In these times of COVID-19 concerns and germs, not putting your card into a machine could be a good idea. But it might also be a great way for criminals to steal your money.
It's still surprisingly easy for criminals to hack into ATM machines and steal your cash, researchers say. The study, from information-security consulting firm Positive Technologies, looked at a range of ATM models by NCR and Diebold Nixdorf. It found that most of them gave up customer card data without opening their cabinets, and that all but two of the machines were vulnerable to attacks that didn't require breaking open their safes.

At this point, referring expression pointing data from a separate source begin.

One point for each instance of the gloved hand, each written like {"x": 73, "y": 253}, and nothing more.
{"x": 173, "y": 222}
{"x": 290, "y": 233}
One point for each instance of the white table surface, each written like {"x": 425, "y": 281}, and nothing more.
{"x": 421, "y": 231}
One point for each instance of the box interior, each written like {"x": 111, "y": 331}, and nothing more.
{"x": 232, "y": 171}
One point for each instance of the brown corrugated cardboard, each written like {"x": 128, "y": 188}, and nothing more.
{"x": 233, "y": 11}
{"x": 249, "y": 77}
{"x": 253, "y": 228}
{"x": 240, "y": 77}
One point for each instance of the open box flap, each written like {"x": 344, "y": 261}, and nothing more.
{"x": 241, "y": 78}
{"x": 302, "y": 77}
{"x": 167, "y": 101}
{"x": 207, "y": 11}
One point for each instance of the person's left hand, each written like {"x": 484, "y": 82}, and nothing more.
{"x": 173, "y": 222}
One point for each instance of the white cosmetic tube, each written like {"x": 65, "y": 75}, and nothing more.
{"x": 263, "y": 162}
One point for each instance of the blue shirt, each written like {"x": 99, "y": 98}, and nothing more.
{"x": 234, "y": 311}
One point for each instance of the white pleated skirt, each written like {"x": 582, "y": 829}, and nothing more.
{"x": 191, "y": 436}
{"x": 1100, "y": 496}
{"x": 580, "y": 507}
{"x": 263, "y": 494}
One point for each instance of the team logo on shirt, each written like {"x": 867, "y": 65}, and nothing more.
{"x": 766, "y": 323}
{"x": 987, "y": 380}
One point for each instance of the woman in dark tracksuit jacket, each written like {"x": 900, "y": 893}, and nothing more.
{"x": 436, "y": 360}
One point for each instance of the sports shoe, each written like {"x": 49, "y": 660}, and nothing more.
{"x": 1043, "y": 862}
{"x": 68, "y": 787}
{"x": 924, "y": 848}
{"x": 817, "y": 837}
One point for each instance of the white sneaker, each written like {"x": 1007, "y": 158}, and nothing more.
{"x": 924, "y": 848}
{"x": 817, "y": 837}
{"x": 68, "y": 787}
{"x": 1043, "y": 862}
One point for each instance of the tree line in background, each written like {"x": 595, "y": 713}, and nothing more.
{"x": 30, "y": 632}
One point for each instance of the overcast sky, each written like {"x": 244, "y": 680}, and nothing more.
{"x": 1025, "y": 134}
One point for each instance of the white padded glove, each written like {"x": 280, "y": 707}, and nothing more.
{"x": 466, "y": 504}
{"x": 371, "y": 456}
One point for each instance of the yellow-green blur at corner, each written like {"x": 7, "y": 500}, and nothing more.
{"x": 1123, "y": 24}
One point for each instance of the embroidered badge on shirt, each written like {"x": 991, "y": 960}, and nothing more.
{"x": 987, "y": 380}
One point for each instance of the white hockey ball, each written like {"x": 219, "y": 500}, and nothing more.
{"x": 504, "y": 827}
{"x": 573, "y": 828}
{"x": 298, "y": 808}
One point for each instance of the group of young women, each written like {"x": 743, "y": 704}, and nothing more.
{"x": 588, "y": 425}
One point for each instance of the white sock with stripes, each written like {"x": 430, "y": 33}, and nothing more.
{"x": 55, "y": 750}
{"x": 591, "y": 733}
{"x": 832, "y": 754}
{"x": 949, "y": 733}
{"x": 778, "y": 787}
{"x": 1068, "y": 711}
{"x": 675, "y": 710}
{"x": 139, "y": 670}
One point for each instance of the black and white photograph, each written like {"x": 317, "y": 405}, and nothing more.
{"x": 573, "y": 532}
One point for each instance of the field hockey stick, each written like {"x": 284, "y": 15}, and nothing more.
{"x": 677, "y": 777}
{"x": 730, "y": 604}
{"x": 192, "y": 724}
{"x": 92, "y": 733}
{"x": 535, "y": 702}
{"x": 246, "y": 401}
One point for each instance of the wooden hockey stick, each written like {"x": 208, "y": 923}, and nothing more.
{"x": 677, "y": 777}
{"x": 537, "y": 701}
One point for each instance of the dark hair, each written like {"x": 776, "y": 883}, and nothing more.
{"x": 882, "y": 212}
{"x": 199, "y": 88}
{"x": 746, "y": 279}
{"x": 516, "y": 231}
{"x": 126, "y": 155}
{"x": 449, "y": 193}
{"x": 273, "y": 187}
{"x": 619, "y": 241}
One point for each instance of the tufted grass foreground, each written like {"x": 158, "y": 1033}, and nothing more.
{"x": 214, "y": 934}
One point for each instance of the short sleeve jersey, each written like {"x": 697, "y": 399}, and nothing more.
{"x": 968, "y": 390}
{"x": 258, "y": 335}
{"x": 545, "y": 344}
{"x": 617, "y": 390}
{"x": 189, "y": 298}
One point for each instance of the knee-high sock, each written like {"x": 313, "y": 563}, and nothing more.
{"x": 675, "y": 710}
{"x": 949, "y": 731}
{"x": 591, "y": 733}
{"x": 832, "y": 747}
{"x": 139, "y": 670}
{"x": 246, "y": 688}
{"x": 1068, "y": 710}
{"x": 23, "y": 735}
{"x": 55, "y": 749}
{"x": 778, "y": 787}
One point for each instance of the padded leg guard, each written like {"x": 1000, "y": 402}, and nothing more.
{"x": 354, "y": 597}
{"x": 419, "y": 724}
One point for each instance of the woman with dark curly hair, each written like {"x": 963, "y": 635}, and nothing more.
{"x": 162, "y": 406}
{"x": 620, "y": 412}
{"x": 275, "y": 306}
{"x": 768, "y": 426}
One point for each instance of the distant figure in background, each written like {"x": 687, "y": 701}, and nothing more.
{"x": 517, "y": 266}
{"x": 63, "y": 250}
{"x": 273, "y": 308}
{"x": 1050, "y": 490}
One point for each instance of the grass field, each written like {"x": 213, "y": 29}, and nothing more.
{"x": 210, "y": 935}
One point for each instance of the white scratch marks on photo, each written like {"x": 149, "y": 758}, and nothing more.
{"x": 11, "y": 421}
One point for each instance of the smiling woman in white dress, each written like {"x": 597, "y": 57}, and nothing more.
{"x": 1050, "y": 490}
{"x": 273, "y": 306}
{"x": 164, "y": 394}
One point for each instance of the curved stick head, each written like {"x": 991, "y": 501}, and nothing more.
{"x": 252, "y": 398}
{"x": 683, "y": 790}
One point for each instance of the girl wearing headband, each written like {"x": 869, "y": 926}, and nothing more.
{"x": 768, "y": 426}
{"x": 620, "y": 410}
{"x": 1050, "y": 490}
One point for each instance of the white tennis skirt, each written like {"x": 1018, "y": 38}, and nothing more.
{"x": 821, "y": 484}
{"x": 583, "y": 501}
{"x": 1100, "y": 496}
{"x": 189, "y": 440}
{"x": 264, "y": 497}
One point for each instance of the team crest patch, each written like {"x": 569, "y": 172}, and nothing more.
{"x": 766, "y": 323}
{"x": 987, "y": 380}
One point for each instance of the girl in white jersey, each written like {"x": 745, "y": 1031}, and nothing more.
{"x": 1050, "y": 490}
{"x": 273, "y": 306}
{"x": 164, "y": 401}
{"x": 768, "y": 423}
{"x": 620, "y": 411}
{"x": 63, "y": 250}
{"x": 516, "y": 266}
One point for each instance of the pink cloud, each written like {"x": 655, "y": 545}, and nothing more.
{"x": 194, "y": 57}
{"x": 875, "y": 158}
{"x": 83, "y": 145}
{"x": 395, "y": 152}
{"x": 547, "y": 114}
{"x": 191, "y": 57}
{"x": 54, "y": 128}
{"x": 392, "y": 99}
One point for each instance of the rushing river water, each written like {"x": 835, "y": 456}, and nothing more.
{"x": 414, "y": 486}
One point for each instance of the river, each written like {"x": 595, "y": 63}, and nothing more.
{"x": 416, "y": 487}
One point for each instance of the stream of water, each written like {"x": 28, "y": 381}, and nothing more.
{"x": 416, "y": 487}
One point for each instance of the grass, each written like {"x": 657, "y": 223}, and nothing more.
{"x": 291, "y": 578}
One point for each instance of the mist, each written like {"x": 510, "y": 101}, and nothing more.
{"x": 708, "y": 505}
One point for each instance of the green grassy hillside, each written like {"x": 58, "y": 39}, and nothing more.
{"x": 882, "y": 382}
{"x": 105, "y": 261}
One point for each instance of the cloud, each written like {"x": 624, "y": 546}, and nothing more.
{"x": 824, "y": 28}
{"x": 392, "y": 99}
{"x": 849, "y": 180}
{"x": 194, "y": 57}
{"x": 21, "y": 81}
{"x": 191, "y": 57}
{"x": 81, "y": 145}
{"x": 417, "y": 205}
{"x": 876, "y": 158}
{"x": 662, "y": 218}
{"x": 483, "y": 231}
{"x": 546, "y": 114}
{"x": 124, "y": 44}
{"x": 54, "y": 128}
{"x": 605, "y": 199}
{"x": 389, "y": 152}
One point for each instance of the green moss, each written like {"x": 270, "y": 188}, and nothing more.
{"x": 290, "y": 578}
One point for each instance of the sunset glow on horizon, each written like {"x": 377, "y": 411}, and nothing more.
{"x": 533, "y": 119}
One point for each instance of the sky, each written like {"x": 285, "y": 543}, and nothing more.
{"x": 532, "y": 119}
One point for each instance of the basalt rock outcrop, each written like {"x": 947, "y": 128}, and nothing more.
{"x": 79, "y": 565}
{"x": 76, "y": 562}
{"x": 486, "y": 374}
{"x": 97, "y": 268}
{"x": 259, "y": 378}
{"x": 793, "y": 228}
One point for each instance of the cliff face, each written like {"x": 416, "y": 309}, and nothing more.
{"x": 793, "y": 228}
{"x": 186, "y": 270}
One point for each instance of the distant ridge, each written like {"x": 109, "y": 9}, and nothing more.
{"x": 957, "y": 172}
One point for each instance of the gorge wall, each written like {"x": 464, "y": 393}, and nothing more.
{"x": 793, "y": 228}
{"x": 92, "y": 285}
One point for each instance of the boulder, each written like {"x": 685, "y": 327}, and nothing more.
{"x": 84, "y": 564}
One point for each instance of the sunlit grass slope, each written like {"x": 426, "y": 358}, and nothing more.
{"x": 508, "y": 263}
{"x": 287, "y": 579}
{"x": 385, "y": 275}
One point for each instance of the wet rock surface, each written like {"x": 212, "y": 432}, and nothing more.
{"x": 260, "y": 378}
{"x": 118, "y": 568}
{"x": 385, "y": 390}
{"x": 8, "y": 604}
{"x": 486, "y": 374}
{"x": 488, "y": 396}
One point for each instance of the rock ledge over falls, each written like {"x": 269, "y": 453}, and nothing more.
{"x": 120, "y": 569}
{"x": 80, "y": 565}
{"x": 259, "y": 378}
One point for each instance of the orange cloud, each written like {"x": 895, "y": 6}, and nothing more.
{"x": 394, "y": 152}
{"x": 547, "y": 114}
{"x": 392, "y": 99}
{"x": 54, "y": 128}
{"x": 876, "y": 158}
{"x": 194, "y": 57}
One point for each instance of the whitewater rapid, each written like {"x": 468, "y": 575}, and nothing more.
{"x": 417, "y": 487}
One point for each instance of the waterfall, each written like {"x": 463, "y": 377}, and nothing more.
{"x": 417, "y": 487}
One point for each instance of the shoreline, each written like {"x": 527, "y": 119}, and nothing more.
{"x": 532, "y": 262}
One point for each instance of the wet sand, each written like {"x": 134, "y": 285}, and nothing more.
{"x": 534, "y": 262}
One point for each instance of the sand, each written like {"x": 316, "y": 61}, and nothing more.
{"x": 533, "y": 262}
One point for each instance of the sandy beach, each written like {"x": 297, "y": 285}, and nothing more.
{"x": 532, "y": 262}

The researchers' proof-of-concept attack tapped into a set of standard software APIs (application programming interfaces) that most ATM host computers and components use to communicate with each other. By tinkering with these APIs, the researchers were able to bypass the ATM's own host computer and communicate directly with individual devices -- like the text displays, card readers and cash dispensers. Then, in just two minutes, the researchers were able to unlock an ATM enclosure, install their device, connect it to the bank's network and tell it to dispense money.
To do this, the researchers bought a key from an insider that opens the ATM chassis, exposing an Ethernet port that lets attackers disconnect the ATM's network cable and plug in a laptop that spoofs a bank server and directs it to spit out cash. The thieves then replace the ATM's operating system with a custom one that allows them to control it remotely.